LA RIEDUCAZIONE DEVE ESSERE GRADUALE
«Chi soffre di fibromialgia è portato inconsapevolmente ad assumere delle posture antalgiche, che hanno una funzione compensatoria dei disturbi.
Così facendo, però, il corpo si irrigidisce in una corazza muscolare ed è spinto ad adottare certe posture (sempre le stesse) che finiscono per “accorciare” i muscoli ed esasperare, a lungo andare, tensioni e rigidità in un serpente che si morde la coda», spiega il professore.

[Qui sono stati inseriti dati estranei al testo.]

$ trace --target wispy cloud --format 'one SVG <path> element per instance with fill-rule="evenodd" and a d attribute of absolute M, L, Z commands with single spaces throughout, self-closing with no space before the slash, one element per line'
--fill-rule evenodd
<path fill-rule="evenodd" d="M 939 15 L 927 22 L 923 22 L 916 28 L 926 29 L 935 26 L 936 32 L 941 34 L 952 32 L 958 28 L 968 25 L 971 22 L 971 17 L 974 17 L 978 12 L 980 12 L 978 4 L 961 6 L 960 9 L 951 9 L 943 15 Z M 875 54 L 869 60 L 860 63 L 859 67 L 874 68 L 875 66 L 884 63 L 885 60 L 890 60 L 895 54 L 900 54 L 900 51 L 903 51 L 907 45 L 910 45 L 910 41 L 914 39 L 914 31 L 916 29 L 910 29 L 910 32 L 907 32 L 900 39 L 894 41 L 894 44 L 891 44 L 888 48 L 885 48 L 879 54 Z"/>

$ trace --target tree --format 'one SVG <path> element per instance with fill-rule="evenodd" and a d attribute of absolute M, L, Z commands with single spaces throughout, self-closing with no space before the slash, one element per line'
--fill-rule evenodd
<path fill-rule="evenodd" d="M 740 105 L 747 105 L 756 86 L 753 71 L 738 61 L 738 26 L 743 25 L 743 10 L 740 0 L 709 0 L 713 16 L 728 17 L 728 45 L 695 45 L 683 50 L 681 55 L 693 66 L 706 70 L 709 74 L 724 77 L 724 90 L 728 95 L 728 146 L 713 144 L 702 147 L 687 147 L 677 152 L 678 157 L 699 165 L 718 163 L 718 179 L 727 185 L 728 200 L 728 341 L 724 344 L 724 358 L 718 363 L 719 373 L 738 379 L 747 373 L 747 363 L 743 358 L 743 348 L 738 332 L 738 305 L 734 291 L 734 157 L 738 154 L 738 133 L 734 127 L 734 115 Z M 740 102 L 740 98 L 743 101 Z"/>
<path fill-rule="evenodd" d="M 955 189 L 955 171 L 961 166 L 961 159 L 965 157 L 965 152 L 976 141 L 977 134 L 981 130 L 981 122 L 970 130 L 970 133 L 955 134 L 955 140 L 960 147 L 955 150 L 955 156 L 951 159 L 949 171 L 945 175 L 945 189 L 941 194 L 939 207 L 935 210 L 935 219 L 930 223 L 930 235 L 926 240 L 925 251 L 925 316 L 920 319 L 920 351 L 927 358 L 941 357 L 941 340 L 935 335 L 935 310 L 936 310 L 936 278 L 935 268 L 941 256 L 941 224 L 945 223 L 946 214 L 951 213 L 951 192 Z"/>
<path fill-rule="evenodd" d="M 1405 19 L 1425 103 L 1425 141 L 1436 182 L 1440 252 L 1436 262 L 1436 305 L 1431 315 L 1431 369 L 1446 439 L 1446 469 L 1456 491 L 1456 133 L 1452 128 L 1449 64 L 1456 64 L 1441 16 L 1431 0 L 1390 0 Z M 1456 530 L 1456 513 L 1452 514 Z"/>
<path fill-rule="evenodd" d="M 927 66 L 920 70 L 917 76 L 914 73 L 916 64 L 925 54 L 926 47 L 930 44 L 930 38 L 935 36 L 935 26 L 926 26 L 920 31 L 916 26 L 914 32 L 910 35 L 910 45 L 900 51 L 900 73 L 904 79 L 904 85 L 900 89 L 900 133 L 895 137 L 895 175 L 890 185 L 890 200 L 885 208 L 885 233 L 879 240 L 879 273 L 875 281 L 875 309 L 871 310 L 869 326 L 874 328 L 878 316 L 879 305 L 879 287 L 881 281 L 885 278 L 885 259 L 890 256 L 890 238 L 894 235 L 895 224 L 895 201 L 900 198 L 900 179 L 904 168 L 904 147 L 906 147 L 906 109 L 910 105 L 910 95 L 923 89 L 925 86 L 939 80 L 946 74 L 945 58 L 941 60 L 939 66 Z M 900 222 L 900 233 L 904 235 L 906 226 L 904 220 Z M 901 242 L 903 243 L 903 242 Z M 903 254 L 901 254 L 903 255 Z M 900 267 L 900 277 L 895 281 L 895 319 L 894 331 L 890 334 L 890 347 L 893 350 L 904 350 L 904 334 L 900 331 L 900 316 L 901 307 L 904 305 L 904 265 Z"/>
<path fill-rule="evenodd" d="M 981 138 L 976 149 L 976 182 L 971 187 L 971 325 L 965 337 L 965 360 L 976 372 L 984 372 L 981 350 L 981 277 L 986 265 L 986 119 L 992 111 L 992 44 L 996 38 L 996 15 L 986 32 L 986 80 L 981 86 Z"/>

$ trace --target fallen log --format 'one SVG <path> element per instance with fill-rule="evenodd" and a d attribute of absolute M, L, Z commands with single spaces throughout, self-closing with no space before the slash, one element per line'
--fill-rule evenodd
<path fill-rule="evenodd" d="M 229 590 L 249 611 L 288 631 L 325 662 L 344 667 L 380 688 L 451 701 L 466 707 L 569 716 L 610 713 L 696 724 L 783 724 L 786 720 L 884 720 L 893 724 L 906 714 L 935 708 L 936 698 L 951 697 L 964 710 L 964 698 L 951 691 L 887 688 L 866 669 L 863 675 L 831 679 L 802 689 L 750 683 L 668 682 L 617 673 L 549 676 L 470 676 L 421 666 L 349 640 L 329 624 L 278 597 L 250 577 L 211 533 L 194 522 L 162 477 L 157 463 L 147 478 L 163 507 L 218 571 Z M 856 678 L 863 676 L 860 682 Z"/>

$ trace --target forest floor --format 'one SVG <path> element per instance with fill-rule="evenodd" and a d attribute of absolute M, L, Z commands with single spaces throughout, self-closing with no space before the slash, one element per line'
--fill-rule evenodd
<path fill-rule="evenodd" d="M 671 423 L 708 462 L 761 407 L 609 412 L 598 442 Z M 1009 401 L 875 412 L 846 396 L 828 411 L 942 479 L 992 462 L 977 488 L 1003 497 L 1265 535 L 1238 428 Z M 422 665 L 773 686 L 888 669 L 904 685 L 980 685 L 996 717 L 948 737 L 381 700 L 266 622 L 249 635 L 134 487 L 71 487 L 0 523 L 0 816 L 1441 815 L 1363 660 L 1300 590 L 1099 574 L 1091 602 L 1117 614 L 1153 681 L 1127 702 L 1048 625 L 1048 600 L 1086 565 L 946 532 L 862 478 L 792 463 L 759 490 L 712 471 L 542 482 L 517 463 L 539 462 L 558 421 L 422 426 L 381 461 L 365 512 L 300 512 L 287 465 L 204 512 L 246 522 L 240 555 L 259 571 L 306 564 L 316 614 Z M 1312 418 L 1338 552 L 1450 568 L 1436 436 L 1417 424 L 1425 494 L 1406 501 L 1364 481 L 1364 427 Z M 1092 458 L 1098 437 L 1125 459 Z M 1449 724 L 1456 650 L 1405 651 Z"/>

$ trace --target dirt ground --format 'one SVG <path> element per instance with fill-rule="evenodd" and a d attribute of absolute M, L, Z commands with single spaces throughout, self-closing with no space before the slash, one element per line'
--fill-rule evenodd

Se decontrarre dev’essere lo scopo fondamentale, l’obiezione mossa dai pazienti è sempre la stessa: fare sport accentua il dolore. Ed è quindi difficile conciliare l’esigenza di “sciogliere” il corpo con la messa in tensione di muscoli, tendini e legamenti che l’esercizio fisico inevitabilmente comporta.
«L’errore è pretendere tutto e subito. Allenarsi pensando di poter fare le stesse cose e con gli stessi ritmi degli altri», dice Sarzi Puttini. «Invece no, occorre fare dell’attività fisica dolce con incremento graduale di carico, nel senso che il tempo dedicato all’inizio dev’essere brevissimo, due e o tre minuti al massimo.
La volta successiva si imposta il tempo del training in base alla risposta del proprio organismo: il dolore post-esercizio è stato intenso? Allora si prosegue con 2 minuti. Se, invece, è stato sopportabile o si è addirittura avvertito un lieve miglioramento, si può aumentare di 1-2 minuti.
E così, di volta in volta, fino ad arrivare a 30 minuti di esercizio fisico nel giro di 6-9 mesi o anche di più. L’importante è perseverare, se si vuole combattere i dolori cronici, mantenendo lo standard di 3 sessioni settimanali».